3 minute read
If you are considering buying or selling, it’s important to understand how to calculate square feet of a home. There are a number of differences between a home that is 500 square feet and one that is 5,000 — and the differences extend beyond just how much space you and your family have to spread out.
For one thing, a home’s square footage plays a huge role in determining the current market value, how much you’ll pay in taxes, and what type of renovations will be possible in the future.
Since most of us don’t regularly walk around with a square foot calculator in our pocket, what can we do? Read on to find out more about how to calculate square feet of a house.
If the room you’re in is simple and doesn’t have any design features that complicate the shape, you probably already know how to calculate the square footage. Simply use your measuring tape to get the length and width of the room, multiply the two lengths together, and ta-da — you quickly and easily have the square footage of the room. For instance, if your great room is 20 feet wide and 15 feet long, then 20 x 15 = 300 square feet.
While calculating the square footage of a single room is simple enough, many people become overwhelmed and intimidated by the thought of how to figure square footage of an entire home. And while we understand how the task can seem daunting, think of a home as just a collection of small boxes. In other words, break the large task up into smaller, easier tasks.
But what if the room has an outcropping? Simple. Just break that particular area down into another smaller box, measure each box individually, and then add up each box’s individual square footages to get the sum.
For instance, let’s say you live in a smaller, 2-bedroom condo. The square footage of your living room, bedrooms, bathroom, and hallway is 400 square feet, 200 square feet, 150 square feet, 200 square feet, and 100 square feet, respectively. Add these sums together, and you’ll have the total footprint of your entire condo — 1,050 square feet.

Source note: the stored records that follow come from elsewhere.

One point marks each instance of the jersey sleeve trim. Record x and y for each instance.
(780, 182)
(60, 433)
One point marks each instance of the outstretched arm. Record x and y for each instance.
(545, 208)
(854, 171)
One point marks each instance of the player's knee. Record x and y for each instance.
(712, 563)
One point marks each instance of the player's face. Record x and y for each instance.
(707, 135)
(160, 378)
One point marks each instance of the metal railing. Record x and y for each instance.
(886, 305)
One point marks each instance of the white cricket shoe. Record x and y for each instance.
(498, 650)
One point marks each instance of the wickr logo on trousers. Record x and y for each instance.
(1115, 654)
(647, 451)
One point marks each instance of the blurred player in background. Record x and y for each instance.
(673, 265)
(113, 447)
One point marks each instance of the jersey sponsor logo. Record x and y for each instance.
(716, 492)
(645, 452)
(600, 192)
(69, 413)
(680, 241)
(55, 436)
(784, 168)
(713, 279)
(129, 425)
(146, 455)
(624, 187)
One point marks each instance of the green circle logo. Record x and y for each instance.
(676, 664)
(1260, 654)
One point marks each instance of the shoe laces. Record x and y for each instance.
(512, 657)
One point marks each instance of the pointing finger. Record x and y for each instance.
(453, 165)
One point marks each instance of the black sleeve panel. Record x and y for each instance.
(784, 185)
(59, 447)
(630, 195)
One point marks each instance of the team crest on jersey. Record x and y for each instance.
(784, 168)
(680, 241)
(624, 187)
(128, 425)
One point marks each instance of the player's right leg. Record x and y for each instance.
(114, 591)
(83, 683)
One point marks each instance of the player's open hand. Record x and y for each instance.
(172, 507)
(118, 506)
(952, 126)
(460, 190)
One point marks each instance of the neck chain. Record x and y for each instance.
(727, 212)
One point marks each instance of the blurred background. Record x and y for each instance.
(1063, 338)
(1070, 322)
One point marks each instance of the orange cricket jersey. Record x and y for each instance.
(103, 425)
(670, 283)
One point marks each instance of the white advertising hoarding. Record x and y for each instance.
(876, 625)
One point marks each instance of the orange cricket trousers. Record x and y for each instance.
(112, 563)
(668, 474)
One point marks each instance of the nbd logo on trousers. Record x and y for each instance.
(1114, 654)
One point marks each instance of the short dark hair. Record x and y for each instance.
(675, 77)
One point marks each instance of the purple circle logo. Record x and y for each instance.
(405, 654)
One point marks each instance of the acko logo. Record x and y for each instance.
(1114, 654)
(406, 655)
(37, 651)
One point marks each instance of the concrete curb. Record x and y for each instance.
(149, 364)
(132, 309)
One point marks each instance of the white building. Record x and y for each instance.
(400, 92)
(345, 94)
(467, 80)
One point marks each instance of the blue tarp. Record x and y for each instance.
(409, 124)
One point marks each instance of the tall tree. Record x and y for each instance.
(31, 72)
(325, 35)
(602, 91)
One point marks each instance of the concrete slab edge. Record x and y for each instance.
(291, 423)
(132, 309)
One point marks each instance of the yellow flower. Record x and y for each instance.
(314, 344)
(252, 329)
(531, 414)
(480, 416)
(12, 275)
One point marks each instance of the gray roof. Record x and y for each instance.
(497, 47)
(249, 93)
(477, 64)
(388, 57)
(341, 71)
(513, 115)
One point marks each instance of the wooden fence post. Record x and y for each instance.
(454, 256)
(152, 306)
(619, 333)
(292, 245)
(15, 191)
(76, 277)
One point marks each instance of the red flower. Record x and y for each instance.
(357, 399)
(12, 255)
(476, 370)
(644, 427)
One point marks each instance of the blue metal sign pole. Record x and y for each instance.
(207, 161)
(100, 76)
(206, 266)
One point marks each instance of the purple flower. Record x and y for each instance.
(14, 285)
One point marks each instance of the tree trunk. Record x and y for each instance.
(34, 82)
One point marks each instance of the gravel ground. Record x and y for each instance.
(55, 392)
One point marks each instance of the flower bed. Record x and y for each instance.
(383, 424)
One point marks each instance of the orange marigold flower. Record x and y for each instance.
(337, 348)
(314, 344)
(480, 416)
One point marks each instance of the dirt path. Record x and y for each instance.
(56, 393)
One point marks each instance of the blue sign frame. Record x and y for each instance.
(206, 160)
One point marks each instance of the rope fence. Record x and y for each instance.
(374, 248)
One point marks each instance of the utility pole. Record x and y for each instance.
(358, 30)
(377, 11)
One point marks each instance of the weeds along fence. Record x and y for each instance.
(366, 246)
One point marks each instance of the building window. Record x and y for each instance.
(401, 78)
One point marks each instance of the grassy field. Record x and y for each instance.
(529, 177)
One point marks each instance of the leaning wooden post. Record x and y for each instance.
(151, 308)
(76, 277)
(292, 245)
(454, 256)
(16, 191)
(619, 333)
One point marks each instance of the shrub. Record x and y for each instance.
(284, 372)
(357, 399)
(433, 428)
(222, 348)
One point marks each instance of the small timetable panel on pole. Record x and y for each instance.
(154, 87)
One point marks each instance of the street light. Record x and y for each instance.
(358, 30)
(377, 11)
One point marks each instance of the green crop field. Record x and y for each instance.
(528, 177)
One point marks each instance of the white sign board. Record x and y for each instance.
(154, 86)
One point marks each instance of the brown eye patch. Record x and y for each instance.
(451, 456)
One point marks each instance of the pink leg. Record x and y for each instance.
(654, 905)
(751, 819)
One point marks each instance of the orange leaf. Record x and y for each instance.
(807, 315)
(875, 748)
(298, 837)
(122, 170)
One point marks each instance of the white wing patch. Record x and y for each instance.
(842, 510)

And, if all else fails, vCalc has a handy square foot calculator that can be used for even the trickiest calculations.
Now that you’re feeling confident in how to calculate square footage and how to measure the square footage of a house, we’re going to add a quick caveat — always take your square footage of a house with a grain of salt. In other words, a square foot calculation is surprisingly subjective, depending on who is measuring the space.
For instance, based on our example above, you were measuring actual livable square footage. However, architects and contractors often have their own methods of measuring a home’s square footage that includes calculating from the home’s exterior walls. And while this may not sound like a big difference, you would be surprised at how quickly the extra square footage can add up.
For this reason, many MLS services require the square footage for listings to come from a specific and verified source. So even if you come up with your own figures, you may need to hire a professional to calculate the square footage of your house to use in your listing.